# Gameobjects



## Thunderstorm (23. Jan 2014)

Hallo liebe Community,

ich bin neu hier und bin gerade an der technischen Konzeption für mein erstes größeres Spiel, nun habe ich aber folgendes Problem : Gameobjects erstellen und Speichern

Kurz zu den Gameobjects : 

Ich benutze eine abstrakte Oberklasse, von denen dann alle Objekte erben. Diese besitzen alle eine Methode use(), die dann ein gewünschtes Event auslöst. Das ist hart implementiert und ich hab mir schon überlegt dort Skripte einzusetzen, aber naja bin nicht gerade der Scriptmeister :noe:

Nun zum eigentlichen Problem : 

Ich handle das derzeit so, dass ich mithilfe meines eigens geschrieben MapEditors wird anhand einer Zahl festlege welches Objekt wo generiert wird. Das sieht dann folgendermasen aus : 
[JAVA=0]
public Gameobject getObject(int ObjectNumber, int key){
	switch(ObjectNumber){
		case 1:
			return new WaterC();
		case 2:
			return new Campfire1();
		case 3:
			return new Building1();
		default:
			return null;
	}
}

[/code]
Erste kleine Frage, ist das, und ich glaube das werden mir 40 Leute sagen :toll:, potthässlich und wird nicht so gemacht, da das bei tausenden Objekte und großen Karten zum Tod des Rechners führt :lol:
oder gibts da keine Alternative? :bahnhof:


Hauptfrage aber ist, wie würdet ihr die Objekte abspeichern. Da kommen nämlich einige Probleme auf einen zu, die mir gerade den Kopf zumüllen ???:L

Zum Einen müssen die Anfangspositionen irgendwo vermerkt sein, dies wollte ich in der Map selbst tun. Dabei werden dann auch die Zahlen z.B 1_3 vermerkt, etwa 1 steht für das Objekt und die 3 steht für etwas eher besonderes daran, etwa 1 wäre ein Schalter und die 3 steht dafür, dass man damit Tür 3 aufmacht, die dann auch diese 3 haben muss.

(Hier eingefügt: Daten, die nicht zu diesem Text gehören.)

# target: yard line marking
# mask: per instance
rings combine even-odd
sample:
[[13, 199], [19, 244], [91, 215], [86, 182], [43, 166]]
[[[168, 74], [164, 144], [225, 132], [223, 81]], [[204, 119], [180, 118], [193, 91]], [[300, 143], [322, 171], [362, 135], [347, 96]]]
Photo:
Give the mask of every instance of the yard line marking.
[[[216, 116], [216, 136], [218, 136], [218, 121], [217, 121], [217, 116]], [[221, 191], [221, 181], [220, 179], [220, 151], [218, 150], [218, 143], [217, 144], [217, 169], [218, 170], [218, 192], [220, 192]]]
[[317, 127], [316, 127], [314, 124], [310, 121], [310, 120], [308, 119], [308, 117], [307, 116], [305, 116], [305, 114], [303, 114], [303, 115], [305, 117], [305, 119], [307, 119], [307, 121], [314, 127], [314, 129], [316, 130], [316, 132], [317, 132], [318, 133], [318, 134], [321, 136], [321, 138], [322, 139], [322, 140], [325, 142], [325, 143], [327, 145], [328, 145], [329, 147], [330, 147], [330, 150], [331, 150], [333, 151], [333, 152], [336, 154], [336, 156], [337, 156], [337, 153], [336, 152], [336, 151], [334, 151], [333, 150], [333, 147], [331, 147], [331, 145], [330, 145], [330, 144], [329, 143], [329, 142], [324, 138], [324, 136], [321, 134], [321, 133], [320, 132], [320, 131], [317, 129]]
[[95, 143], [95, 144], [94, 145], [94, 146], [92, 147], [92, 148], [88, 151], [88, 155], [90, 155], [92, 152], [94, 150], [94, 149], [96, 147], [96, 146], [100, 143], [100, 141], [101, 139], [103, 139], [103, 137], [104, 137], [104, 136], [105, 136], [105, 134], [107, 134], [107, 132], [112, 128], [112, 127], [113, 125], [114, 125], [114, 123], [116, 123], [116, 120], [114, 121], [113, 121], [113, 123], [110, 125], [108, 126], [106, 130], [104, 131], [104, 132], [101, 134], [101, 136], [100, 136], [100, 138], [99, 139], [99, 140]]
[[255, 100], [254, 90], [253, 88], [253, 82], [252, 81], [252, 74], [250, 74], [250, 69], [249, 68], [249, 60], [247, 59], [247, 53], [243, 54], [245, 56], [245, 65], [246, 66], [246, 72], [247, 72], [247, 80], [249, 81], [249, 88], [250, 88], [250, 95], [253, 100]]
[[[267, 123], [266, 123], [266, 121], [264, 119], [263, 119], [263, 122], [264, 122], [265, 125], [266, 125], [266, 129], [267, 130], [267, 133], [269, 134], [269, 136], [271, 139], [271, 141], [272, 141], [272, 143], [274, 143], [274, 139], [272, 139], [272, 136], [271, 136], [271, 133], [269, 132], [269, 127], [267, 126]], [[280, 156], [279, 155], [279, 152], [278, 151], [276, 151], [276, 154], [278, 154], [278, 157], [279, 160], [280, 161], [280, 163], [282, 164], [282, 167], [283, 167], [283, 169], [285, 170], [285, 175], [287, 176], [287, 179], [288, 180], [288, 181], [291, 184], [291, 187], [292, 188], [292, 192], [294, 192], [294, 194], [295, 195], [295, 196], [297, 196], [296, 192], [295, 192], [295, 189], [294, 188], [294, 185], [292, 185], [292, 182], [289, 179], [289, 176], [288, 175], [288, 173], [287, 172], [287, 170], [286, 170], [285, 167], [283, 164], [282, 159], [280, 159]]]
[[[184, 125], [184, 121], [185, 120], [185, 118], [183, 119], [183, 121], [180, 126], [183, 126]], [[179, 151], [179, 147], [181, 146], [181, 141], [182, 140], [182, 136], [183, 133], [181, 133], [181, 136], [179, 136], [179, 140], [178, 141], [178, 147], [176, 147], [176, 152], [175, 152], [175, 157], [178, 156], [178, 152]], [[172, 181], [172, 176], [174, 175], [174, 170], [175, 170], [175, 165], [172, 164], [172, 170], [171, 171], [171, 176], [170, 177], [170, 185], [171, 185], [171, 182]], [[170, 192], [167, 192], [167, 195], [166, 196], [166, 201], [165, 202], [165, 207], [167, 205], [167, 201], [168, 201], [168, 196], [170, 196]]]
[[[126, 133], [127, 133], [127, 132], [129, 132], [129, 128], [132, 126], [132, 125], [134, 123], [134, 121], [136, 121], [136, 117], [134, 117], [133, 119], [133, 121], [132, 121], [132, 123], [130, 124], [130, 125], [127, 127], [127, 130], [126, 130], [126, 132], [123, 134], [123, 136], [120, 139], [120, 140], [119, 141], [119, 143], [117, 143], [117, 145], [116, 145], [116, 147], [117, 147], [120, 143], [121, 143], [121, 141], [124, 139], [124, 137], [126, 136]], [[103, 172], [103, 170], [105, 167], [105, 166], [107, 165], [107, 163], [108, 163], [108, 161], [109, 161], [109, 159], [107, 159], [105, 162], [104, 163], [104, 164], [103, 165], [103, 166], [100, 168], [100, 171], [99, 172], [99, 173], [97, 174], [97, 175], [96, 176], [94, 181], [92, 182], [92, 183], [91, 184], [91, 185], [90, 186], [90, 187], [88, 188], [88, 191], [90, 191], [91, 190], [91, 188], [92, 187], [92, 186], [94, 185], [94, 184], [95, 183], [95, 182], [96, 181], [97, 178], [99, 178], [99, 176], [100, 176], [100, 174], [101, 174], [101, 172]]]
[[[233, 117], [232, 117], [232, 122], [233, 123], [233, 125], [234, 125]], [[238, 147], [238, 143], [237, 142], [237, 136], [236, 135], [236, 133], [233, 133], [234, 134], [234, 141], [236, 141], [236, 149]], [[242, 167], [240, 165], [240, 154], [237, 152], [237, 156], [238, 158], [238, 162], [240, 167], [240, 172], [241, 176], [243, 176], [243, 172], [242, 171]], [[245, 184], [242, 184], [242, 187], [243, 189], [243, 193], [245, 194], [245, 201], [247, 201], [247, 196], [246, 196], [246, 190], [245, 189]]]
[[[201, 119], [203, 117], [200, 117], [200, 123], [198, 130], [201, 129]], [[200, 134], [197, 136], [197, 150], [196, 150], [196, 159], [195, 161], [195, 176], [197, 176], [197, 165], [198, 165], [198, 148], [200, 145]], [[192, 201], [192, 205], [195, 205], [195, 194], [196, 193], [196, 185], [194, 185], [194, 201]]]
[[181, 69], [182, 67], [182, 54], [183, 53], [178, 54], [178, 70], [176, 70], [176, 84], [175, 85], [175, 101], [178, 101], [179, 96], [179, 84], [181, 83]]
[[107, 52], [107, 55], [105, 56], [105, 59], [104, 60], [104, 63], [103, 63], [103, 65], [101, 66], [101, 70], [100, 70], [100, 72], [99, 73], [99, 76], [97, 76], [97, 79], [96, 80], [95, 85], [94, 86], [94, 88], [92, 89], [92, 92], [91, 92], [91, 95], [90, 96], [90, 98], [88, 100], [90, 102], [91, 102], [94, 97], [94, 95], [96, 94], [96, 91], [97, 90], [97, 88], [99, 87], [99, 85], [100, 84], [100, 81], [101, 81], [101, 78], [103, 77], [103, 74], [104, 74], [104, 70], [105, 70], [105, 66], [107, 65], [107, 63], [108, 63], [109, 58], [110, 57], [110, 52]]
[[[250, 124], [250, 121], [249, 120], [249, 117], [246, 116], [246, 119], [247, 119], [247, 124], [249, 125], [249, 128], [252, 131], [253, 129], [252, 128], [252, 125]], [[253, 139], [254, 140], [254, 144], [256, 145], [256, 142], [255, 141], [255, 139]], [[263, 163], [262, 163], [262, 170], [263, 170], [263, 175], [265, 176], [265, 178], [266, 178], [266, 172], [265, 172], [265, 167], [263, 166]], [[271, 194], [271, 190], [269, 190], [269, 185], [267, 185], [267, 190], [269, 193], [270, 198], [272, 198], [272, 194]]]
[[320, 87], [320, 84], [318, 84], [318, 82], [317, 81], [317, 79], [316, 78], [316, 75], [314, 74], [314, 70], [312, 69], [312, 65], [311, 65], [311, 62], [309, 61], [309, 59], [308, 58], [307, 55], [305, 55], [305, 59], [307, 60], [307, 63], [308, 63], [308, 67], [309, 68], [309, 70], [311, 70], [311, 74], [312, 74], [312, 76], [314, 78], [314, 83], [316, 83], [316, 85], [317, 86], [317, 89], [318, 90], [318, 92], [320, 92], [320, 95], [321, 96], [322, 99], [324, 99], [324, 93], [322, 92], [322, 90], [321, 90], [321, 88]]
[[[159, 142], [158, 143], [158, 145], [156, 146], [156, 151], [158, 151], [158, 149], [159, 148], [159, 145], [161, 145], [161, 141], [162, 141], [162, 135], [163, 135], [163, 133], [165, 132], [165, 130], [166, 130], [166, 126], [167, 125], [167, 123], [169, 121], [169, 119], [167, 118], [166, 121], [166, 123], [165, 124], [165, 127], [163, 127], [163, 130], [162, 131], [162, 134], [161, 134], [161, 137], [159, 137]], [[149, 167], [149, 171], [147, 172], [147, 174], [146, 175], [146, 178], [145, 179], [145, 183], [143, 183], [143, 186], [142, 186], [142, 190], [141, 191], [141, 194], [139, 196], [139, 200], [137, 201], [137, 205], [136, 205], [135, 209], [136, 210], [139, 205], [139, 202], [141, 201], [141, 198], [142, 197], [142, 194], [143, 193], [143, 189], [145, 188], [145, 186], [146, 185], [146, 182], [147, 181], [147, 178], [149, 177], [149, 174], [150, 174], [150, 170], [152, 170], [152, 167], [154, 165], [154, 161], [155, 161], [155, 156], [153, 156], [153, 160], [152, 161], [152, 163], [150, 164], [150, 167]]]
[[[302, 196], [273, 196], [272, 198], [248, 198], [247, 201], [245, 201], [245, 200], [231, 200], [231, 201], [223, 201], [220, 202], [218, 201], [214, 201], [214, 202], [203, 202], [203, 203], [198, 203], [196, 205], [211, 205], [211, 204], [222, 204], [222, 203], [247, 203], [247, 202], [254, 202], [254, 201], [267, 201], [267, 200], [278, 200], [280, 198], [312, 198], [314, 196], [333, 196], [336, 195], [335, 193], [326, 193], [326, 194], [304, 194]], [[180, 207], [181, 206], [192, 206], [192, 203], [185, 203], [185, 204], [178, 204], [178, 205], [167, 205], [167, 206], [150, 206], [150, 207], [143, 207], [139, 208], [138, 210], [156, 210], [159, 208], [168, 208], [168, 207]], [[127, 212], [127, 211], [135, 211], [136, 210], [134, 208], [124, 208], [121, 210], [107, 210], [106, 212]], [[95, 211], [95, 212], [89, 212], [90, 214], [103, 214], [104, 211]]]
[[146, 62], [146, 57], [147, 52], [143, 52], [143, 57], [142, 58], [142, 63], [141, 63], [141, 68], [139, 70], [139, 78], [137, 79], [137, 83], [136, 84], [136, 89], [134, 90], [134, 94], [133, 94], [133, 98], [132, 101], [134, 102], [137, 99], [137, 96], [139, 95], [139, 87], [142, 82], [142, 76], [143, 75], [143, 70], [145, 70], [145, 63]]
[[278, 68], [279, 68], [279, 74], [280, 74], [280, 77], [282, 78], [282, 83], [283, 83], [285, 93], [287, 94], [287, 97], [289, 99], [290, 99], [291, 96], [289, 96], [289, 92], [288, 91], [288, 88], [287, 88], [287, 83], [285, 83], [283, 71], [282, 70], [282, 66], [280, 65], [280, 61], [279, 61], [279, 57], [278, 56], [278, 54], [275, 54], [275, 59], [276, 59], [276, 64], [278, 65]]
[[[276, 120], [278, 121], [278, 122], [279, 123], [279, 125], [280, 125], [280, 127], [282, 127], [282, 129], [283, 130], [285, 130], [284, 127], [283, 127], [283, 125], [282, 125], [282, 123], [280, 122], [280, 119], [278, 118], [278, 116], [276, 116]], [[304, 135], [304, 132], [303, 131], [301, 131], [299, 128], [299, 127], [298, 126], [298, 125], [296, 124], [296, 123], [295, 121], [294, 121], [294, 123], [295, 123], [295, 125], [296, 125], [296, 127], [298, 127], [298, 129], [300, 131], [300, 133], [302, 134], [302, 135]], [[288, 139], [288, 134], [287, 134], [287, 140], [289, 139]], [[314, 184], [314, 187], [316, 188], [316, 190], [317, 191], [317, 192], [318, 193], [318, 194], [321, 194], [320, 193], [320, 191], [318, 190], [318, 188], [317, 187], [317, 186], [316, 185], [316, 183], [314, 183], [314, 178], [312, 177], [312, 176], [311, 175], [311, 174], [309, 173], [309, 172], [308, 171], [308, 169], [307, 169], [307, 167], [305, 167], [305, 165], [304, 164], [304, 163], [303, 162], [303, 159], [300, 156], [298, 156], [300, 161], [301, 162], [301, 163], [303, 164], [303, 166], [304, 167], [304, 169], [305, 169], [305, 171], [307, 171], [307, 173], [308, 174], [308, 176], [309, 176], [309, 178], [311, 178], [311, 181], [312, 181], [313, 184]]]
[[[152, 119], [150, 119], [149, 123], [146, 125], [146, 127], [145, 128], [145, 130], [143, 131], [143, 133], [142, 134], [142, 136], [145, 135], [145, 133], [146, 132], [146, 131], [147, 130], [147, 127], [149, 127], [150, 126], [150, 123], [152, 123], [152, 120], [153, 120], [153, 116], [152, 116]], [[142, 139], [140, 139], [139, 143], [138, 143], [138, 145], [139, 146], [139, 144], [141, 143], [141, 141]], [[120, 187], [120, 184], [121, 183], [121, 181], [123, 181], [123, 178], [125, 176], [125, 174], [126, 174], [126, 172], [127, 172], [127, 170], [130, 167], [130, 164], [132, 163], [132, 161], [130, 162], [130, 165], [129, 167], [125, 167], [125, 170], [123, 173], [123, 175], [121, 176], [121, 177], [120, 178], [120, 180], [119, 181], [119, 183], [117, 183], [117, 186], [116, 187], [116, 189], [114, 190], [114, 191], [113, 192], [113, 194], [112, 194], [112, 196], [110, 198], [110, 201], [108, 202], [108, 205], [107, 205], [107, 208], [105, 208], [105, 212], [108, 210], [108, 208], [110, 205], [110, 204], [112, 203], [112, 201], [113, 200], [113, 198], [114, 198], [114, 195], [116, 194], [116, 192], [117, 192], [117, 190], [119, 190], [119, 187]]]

Darüberhinaus frage ich mich allgemein, wie ich so ein Gameobject abspeichern soll, da es ja unglaublich viele Eigenschaften besitzen kann. Die dann auch wieder von Objekt zu Objekt unterschiedlich sind. :bahnhof:

Zum Anderen müssen beim Speichern eines Spielstandes alle Objekte in den Spielstand rein, da sich ihr Zustand verändern kann. Da ich aber recht viele Maps haben werde, muss ich von allen Maps alle Objekte speichern. Lässt es sich also nicht vermeiden, dass die Spielstände vom Speicherverbrauch her riesig werden oder ist meine Grundidee einfach nur beschissen :rtfm:

Würde mich über konstruktive Kritik freuen :applaus:
Falls einer den Prototypen testen will, oder irgendwelchen Code sehen möchte, so möge er mir eine PM schreiben 

lg Thunder


----------



## eMmiE (23. Jan 2014)

Ich würde generell sagen, dass du deine Objekte in zerstörbar/unzerstörbar aufteilen solltest (im weiteren Sinne beweglich oder nicht)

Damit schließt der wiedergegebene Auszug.